-Right now there are several junebugs buzzing at the threshold of my front door. Their busy activity provides a nice counterpoint to the entrainments of the cicadas and crickets. I forgot that those sounds had always produced a manner of comforting effect on me as my formative years were spent in southern Louisiana, so rich with night time insect life.
-Two days ago was a marvelously busy sonic day. So much so that I grabbed my field recording rig to capture the interplay of passing trains, cicadas, mockingbirds and growing thunderstorm.

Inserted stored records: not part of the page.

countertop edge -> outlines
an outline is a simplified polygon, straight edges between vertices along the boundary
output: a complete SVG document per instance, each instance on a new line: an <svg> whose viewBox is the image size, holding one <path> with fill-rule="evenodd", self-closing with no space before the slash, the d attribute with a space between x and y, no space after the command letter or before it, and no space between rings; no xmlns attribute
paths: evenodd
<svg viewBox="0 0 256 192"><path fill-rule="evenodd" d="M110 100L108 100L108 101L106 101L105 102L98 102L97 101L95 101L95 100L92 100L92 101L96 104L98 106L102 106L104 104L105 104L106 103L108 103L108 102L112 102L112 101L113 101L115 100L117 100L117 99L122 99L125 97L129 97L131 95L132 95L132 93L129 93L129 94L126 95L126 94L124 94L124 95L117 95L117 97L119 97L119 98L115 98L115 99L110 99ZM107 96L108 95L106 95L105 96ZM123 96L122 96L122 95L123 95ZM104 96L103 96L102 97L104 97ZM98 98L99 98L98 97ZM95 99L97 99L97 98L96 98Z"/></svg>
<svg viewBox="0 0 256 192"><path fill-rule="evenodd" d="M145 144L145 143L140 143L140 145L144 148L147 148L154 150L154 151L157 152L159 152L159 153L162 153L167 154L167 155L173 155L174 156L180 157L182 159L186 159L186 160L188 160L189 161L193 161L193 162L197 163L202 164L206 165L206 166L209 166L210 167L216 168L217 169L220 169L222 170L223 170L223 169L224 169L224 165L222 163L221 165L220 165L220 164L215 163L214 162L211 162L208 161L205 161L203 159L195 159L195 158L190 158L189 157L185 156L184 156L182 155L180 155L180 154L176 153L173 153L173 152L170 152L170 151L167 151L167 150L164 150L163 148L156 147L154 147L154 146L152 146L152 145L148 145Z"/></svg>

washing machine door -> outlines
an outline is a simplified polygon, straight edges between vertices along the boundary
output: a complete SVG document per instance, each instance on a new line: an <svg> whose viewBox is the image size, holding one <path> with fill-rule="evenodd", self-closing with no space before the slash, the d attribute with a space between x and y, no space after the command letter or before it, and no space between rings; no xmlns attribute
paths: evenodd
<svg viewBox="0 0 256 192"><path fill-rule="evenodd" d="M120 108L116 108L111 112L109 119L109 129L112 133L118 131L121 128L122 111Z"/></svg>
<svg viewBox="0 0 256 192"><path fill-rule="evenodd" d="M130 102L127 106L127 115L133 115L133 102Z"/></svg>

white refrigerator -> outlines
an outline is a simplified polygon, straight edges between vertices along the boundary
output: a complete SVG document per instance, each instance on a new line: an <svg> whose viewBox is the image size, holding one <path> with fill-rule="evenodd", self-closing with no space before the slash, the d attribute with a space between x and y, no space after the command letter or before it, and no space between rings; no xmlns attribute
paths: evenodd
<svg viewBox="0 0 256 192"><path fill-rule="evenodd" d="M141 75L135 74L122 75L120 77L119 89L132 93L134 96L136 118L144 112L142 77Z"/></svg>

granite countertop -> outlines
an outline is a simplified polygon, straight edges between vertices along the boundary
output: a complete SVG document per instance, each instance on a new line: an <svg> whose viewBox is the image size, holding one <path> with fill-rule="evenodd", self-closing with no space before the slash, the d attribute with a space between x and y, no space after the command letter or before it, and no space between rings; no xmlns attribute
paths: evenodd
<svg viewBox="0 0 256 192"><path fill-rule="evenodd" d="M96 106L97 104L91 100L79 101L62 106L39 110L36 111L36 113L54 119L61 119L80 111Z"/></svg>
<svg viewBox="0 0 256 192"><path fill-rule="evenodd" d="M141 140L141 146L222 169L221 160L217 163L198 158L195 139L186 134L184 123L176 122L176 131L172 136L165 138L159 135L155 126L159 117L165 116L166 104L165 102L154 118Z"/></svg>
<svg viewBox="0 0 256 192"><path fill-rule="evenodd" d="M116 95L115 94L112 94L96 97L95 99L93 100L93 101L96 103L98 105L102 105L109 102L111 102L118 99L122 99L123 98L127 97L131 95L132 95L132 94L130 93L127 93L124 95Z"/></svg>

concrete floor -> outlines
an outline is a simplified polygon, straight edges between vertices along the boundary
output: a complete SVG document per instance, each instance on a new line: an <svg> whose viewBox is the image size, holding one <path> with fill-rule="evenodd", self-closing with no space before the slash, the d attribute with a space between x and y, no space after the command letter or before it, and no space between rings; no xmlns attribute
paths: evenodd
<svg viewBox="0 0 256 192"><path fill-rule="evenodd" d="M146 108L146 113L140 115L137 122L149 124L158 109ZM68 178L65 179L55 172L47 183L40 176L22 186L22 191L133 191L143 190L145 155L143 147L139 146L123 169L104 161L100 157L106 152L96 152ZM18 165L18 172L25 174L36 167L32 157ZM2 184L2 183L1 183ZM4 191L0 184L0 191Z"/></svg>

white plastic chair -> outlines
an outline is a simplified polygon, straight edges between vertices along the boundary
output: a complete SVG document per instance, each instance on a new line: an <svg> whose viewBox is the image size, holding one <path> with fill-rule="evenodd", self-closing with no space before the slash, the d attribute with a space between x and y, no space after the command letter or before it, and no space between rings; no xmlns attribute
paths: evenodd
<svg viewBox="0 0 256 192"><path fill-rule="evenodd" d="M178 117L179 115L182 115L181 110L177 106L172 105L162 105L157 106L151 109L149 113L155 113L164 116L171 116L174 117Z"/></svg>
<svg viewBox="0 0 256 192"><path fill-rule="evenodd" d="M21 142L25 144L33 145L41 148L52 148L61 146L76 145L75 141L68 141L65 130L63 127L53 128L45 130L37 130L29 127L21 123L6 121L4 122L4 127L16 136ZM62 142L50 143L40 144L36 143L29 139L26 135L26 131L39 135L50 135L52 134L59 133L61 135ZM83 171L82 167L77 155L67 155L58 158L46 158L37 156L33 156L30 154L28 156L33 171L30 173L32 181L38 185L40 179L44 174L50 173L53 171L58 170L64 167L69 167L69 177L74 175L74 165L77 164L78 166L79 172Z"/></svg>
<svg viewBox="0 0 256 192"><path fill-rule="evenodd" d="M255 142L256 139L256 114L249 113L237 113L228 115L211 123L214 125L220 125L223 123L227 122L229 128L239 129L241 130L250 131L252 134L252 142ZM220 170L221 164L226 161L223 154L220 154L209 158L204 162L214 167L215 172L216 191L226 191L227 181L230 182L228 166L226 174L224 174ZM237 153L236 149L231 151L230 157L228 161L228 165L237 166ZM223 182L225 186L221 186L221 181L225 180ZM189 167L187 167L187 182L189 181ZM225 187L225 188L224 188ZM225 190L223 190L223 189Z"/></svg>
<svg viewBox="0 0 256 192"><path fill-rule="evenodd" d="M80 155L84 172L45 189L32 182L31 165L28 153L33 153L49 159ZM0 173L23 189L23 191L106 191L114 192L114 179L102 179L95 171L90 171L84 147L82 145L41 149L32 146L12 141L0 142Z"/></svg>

I had to wrap recording in order that my gear didn’t get wet from the rain, but after it passed I stood outside in rapt attention at the spiderwebs of lightning that ripped across the top of the sky with their accompanying waves of thunder.
-I will be putting on hold work on Circulus 3 (which, at this point, I realize needs a new and more befitting title) in order that I may complete my essays on Henry Flynt’s theory of Brend, Walter De Maria’s ‘Meaningless Work,’ their relationship to each other, Fluxus in general, and a piece of Fluxus art specifically.
-It was very difficult not to spend my last 6 dollars on several books at the used bookstore. All in time with paycheck allowing….
-In my travels along the feedback path I’ve observed some interesting phenomena. Digital systems, even when emulating analog systems, are not nearly as forgiving as their analog antecedents and forebears. What I mean is that in the digital domain the connection of an input to its resultant output so quickly results in some color-form of noise. In order to bypass this and achieve some kind of material to work with some manner of array of gates or envelope generators must be used in the feedback path. Of course, this is due to positive feedback in which the signal is added to itself, ad infinitum, very quickly. In working with even the most simple of circuit designs (as has been my experience) one need only connect the right value resistor from input to output and voila…steady state oscillation…sometimes with rather beautiful aperiodic harmonic information. In fact…oscillation, by definition, is the equilibrium of input and output…and is how simple building blocks of analog synthesis such as a sine wave, are achieved. However, the problem that digital computers aren’t particularly fond of infinity has provided me with some serious lessons in digital signal processing, which are too numerous too list in their entirety in this text. Suffice it to say that the aforementioned ‘problem’ has become a launching pad for aesthetic choices in composing with feedback as the prima materia.
-When I’ve grown tired of PureData I switch over to playing around with a freeware, digital emulation of modular analog synthesis, called Studio Factory. It’s currently only available for Windows. I suggest that modular synthesis addicts investigate…..
-I have been thinking about feedback’s ability to achieve noise pseudo-scientifically and quite metaphysically. The Big Bang’s existence was proven due to the tuning in to the cosmic background radiation, which sounds, and is, white noise. So I wonder….is the Big Bang not some multidimensional feedback loop which may still be generating itself…adding itself to its own signal in order to result in the steady hiss of all harmonic information at once?
-The beauty of digital computers’ inability to deal with infinity has prompted me to think about feedback as both steady, ongoing signal, and as generator of events, which is the byproduct of the fact that computers don’t compute sound, but numbers. And the numbers can be used to do anything I desire. I digress: someone suggested to me that since electronic sounds do not die then they do not live either. I am not sure that I agree. I am almost sure that I do not, but am still parsing out this line of inquiry in my brain. The computer, or the analog synthesizer, is merely a vehicle for electricity + mathematics = sound (or whatever, in the case of the computer). The electrons are there…they exist and the use of these electronic sound-making tools gives the opportunity to transmute them into sound. Electronic sounds, while perhaps not being infinite, exist as potentials, energies which may be summoned. Electrons, of course, do not ‘live’ in the anthropomorphic sense but they do exist. One cannot state that since electronic sounds have the potential of not ceasing to exist then they don’t really exist.
-I’m going back outside to listen to the crickets and the junebugs.